Pfeifer explains, “I use the Splunk analysis to execute ransomware delivered via PowerShell to see how Traps stopped the malicious payload and how it’s handled in the firewalls. I have a single pane of glass that’s live when I’m testing malware to gain full visibility into the entire attack chain, and uncover any potential gaps we may have in our security. Splunk works great with Traps and the Palo Alto Networks firewalls. They’re super flexible and dynamic.
Intelligent Security Administration Relieves Frustration
To streamline managing the security landscape, the HealthPartners team relies on Panorama™ network security management. Panorama provides a centralized resource for managing static rules and dynamic security updates, saving time and ensuring consistency enterprise-wide.
“Panorama makes administration of multiple firewalls so easy,” Pearson says. “It gives you the information you need to figure out what’s going on across the whole Palo Alto Networks platform.” He goes on to say that, from a compliance standpoint, Panorama gives a single policy push that is easier to monitor instead of tracing back to individual firewalls. “It definitely reduces a lot of frustration, while giving us so much more information and insight,” he says.
The future looks bright in security strategy for HealthPartners, thanks to the strong abilities of the Palo Alto Networks platform.

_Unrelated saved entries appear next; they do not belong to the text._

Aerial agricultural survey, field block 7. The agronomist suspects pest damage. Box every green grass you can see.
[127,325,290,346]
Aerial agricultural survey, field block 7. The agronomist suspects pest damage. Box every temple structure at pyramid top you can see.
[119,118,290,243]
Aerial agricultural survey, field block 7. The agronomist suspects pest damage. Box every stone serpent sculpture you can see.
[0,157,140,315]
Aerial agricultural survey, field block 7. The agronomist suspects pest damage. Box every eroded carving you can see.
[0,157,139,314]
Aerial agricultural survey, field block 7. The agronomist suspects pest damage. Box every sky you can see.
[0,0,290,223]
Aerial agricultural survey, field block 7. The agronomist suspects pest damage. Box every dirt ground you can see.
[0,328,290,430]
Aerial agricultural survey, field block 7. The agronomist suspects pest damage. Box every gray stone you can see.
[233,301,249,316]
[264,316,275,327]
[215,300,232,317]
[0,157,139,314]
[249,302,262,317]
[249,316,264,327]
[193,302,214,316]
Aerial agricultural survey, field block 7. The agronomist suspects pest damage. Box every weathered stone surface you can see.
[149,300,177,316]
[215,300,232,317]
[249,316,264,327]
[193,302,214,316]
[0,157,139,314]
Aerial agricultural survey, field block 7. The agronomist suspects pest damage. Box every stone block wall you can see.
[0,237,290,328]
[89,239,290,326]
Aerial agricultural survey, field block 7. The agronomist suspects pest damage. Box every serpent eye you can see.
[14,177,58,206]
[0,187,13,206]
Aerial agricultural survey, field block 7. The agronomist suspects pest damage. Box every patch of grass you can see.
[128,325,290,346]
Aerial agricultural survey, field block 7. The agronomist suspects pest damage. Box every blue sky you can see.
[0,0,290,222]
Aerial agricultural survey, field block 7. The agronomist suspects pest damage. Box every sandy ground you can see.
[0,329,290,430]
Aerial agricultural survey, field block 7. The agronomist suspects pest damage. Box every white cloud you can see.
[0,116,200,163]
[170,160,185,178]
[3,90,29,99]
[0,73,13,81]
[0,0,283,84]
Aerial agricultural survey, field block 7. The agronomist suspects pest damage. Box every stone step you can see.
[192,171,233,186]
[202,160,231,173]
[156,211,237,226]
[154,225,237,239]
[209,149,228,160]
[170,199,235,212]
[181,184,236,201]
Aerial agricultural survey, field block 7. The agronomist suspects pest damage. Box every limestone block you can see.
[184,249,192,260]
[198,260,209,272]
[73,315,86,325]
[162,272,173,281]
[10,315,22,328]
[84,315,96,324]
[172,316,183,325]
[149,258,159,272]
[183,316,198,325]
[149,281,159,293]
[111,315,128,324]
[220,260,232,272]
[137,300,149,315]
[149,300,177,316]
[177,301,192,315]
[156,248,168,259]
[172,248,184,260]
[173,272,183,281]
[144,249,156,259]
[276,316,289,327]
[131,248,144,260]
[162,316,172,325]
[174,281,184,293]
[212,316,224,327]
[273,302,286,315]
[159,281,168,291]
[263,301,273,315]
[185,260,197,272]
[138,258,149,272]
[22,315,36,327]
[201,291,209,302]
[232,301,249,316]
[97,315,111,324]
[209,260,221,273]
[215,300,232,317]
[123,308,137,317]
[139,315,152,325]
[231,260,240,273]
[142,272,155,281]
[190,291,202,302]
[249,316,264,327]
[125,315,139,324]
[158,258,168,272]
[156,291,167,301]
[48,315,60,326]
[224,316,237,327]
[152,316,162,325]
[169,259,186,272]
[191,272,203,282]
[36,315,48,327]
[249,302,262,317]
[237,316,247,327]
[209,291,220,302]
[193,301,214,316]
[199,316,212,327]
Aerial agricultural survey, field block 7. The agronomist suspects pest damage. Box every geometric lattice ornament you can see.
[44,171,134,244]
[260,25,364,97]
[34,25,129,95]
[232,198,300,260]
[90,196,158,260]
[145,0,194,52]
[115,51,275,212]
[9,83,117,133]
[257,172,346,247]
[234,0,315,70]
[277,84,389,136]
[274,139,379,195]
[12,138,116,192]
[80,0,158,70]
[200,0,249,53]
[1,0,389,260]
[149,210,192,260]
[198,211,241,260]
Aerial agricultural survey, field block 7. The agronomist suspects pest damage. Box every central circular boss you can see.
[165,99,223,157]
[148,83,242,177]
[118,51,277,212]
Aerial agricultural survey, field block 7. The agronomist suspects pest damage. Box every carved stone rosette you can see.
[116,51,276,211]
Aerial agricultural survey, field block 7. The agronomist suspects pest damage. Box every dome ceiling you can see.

“There are a lot of exciting opportunities that we haven’t had before,” Pfeifer says. “Because of the consistency and high percentage of true positives we get from the Palo Alto Networks platform, we have the confidence now to automate. We could take advantage of information the Palo Alto Networks platform provides and automate threat mitigation. That’s something we’ve never had the opportunity to do until now.”